Vhalla balled her hands into fists and buried her eyes in the pads of her palms, letting out a wail the moment the door closed behind Aldrik and his uncle. “It’s my fault, it’s my fault.”
“It is not.” She hadn’t been speaking to the younger prince, but he responded.
“What do you know?” Vhalla spat bitterly. “You know nothing about your brother, nothing about me. You’ve never even tried to know. You were too busy with your misplaced warnings. So just be quiet for once.”
The prince obliged her for a time as he placed gauze over the wound, coating it in a sticky substance that turned icy as it hardened. He pressed on her shoulder lightly and Vhalla understood that he needed her on her stomach to access the wound on her calf. The prince began stitching the deep wound without even warning her first.
“That one had poison in it,” she mumbled.
“What?” His fingers stopped. “Are you sure?”
“It was affecting my magic.” Vhalla nodded, her tears subsiding into numbness.
“I’ll need to get someone else to see to that.” The prince fumbled among the vials of elixirs, salves, and antidotes. “I have no idea which is which for poisons.”

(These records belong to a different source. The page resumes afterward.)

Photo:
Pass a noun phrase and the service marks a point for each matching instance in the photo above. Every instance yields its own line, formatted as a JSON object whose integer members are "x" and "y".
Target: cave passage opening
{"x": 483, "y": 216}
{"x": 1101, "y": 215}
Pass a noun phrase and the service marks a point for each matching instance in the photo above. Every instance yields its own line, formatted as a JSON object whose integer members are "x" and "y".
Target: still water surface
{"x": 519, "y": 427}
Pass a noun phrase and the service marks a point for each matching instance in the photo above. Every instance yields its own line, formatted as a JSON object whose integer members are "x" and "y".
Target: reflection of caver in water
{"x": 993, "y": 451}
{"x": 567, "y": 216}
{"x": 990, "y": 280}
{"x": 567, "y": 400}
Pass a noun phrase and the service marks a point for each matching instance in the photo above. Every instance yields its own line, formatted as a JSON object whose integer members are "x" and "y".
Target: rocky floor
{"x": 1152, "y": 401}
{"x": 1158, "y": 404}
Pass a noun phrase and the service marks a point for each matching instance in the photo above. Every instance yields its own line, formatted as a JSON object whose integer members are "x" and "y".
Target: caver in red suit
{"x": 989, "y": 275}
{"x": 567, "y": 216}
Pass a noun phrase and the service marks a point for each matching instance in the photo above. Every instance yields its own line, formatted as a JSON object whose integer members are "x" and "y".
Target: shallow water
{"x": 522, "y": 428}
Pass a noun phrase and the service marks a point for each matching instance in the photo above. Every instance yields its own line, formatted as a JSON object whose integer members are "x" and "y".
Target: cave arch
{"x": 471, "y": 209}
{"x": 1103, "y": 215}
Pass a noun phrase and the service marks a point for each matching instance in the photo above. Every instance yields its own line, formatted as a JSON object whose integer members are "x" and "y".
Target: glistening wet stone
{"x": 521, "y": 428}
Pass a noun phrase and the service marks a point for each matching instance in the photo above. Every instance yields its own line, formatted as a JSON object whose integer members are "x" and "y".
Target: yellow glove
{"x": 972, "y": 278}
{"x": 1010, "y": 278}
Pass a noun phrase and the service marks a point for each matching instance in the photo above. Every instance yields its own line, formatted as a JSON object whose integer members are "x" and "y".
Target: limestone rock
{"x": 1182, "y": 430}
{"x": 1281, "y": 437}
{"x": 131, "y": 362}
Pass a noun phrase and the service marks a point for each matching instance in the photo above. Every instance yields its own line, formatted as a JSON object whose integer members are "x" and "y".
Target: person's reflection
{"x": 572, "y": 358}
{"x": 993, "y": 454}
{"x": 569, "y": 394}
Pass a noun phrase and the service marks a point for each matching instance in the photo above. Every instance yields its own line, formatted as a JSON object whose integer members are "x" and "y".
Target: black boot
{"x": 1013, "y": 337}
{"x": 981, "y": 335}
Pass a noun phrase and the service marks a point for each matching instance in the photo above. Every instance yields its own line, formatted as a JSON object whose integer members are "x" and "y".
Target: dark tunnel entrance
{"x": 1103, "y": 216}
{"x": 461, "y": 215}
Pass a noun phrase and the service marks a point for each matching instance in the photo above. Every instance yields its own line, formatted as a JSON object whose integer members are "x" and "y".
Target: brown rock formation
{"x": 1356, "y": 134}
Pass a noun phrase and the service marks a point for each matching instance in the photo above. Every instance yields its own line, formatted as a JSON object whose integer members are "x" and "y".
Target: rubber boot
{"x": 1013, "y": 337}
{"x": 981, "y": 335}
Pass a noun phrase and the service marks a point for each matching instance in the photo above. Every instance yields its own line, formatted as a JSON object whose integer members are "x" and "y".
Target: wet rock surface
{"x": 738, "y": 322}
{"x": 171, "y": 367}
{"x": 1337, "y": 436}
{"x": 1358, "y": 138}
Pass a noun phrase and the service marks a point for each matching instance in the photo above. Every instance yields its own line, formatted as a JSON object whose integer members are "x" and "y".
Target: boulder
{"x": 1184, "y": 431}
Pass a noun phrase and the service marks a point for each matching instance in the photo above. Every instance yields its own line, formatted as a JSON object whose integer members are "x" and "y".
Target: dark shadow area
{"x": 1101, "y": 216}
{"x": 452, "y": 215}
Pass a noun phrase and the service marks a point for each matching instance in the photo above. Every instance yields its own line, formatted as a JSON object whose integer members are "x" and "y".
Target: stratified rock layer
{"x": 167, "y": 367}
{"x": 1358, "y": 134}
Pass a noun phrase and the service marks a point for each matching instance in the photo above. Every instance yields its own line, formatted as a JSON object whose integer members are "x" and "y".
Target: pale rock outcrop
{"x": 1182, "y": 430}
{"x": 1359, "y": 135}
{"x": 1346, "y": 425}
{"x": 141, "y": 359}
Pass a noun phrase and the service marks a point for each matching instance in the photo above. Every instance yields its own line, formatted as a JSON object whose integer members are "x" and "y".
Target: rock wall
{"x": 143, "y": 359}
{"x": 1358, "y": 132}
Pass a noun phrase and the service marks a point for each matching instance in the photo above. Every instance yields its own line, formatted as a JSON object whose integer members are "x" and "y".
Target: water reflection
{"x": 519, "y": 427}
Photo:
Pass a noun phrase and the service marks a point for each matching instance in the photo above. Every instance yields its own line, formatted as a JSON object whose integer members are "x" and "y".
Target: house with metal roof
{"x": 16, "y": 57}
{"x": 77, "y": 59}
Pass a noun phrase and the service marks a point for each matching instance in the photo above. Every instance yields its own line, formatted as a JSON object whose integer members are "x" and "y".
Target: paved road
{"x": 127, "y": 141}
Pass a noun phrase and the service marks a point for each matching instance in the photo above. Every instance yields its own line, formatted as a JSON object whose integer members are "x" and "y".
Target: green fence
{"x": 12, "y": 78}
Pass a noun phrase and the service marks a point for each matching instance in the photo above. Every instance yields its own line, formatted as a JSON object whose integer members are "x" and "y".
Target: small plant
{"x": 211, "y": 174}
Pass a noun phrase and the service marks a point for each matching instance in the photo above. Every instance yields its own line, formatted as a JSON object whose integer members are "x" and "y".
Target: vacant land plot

“Aldrik will know.” Vhalla was certain. Prince Baldair returned to his stitching and packing the wound with a thick salve. When he was finished, he came around the chaise to kneel before her face. The prince dipped his first two fingers into the tin and began to massage the ointment over Vhalla’s black eye. “Thank you, my prince,” she begrudgingly offered.
“Baldair,” he corrected.
“Baldair?” The name sounded surprisingly easy on her tongue.
“You call Aldrik by his name; it’s weird to have you continue to call me by my title.” Baldair packed up his case and stood. “I’ll fetch Elecia; she’ll see about an antidote.”
“I said Aldrik would know.” Vhalla had no interest in seeing the Western woman.
“And Aldrik will not return for many hours,” Baldair replied firmly. His tone softened when he saw her deflate. “Elecia will help you.”
Vhalla nodded and began mentally withdrawing herself to endure the assault Elecia was likely to heap upon her. It had been days since they spoke, and in such time Vhalla had become the secret lover of the crown prince, Elecia’s cousin. Vhalla closed her eyes and attempted to think about nothing.
When the door opened again Vhalla didn’t even turn. She held herself tightly, trying to fight away the shivers. Her fault, her fault, it was all her fault.
“Vhalla.” Elecia touched her shoulder gently, and Vhalla spooked, nearly jumping out of her skin at the contact. “Let me see you.”
Elecia’s manner left no room for objection, and the Westerner’s hands were suddenly wrapped carefully around Vhalla’s neck. She moved her fingers up Vhalla’s cheek, the other hand ghosting over her shoulders, down the middle of her chest and on her thigh.